HC Deb 28 February 1928 vol 214 cc206-7

asked the Minister of Transport whether the London and Home Counties Traffic Advisory Committee were consulted by the postal authorities in regard to the erection of the red telephone call-boxes recently placed upon the public highways in the metropolis; and whether they have approved of the sites selected and in particular those on island refuges, which compel persons who make use of these call-boxes to cross busy tramway and omnibus routes?

Colonel ASHLEY

Since the end of 1925 the Postmaster-General has been good enough to consult me with regard to the sites of the new telephone boxes in streets in the London telephone area, and I have referred these cases to the Committee for advice. The Postmaster-General has always met my wishes in the matter and since the date mentioned kiosks have only been erected on sites which I have been advised are unobjectionable from the point of view of danger whether to pedestrians or to vehicular traffic.

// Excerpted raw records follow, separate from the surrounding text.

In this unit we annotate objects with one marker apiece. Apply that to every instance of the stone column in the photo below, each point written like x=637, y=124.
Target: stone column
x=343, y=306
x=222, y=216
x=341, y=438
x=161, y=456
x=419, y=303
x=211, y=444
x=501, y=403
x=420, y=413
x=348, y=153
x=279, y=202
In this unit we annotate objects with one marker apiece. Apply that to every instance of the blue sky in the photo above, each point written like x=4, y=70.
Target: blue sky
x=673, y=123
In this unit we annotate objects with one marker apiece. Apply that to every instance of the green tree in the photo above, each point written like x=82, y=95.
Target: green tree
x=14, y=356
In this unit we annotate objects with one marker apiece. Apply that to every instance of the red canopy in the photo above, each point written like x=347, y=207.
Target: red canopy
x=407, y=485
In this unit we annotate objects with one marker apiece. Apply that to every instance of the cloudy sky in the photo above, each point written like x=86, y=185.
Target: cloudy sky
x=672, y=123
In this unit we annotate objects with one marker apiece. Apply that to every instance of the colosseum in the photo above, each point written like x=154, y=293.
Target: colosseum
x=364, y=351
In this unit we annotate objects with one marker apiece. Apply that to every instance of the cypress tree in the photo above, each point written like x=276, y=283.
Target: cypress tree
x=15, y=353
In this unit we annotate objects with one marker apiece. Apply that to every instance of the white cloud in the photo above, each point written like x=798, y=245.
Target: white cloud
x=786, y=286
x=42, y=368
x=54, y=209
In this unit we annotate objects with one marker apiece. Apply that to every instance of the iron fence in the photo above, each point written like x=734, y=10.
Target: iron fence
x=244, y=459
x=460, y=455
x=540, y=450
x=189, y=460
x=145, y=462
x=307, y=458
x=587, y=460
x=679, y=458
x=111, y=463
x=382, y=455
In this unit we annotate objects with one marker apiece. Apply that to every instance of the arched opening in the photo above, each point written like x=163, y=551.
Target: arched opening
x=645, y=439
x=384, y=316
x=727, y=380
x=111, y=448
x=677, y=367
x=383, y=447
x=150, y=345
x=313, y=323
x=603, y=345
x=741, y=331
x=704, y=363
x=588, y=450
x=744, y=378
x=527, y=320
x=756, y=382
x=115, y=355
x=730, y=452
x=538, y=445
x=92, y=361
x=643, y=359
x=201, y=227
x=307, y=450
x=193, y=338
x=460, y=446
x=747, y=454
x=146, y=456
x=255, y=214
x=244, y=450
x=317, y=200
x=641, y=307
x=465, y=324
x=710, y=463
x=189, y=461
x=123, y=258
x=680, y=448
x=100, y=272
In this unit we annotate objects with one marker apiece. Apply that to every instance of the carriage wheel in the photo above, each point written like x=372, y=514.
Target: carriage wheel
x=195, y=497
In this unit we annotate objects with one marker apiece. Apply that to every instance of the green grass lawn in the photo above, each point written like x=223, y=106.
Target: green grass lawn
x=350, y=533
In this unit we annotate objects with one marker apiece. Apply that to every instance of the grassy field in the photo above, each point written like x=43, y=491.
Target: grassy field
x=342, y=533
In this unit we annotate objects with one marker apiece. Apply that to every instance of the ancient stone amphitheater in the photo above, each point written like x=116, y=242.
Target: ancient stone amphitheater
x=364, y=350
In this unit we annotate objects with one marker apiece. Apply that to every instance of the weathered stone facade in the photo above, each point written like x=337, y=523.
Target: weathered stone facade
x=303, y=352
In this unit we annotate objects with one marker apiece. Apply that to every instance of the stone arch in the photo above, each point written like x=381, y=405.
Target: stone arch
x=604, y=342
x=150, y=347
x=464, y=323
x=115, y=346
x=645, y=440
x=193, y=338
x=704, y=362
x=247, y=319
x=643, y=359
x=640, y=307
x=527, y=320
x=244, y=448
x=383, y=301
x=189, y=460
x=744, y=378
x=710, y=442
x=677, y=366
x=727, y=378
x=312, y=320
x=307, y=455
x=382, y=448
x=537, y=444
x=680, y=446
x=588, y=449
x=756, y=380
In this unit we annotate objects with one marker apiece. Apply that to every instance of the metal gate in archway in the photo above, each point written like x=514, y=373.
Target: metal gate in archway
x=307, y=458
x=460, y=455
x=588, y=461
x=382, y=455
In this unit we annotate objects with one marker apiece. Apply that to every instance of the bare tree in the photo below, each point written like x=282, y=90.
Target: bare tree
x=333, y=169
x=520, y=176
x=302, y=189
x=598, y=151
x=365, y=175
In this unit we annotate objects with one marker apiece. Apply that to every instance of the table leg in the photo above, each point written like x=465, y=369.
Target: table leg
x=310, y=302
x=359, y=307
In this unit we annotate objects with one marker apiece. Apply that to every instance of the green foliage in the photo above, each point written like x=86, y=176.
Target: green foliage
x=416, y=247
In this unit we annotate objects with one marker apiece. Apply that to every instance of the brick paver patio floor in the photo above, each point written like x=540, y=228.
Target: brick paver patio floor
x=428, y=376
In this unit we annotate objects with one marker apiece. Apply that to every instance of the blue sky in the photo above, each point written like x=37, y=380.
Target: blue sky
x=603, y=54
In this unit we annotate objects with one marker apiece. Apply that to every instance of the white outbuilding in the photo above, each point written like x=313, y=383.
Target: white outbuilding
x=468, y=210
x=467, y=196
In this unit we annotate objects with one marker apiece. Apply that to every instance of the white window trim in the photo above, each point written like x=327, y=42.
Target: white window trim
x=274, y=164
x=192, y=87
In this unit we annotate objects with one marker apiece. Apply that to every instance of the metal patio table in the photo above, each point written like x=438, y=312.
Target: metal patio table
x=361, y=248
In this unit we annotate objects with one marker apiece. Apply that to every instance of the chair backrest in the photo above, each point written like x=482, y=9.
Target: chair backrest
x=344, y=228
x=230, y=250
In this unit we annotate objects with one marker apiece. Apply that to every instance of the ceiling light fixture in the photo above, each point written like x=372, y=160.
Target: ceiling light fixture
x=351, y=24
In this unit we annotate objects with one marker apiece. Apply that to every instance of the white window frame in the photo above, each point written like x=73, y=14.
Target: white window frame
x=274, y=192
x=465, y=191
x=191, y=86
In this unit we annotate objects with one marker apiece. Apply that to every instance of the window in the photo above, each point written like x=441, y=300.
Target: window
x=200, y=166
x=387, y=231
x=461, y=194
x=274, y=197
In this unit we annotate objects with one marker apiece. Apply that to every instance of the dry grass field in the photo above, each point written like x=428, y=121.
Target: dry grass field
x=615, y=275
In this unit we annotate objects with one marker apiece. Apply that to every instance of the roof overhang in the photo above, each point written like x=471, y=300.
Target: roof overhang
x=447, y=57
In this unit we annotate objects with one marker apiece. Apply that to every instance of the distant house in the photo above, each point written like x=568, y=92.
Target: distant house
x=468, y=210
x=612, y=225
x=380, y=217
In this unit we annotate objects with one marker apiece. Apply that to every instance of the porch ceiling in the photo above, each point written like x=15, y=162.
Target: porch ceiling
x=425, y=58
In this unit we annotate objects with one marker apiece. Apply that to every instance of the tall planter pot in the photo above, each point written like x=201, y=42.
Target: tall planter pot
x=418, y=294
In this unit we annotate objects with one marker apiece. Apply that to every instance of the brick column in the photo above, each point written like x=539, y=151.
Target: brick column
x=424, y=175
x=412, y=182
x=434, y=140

asked the Postmaster-General how many red telephone call-boxes he has caused to be erected on the public highway in the metropolitan postal district within the past two years; what is the total estimated expenditure incurred in erecting, fitting and connecting them; and what payments have been made to the highway authorities to enable them to acquire additional highway space to compensate the travelling public for that occupied by these boxes?

The POSTMASTER-GENERAL (Sir William Mitchell-Thomson)

During the last two years, 255 red telephone kiosks have been erected on public highways in the London postal district at a total cost for supply, fitting and connection of about £22,000. Telephone kiosks are placed on highways by agreement with the road authorities without charge for rental in the interest of the travelling public, who use them extensively.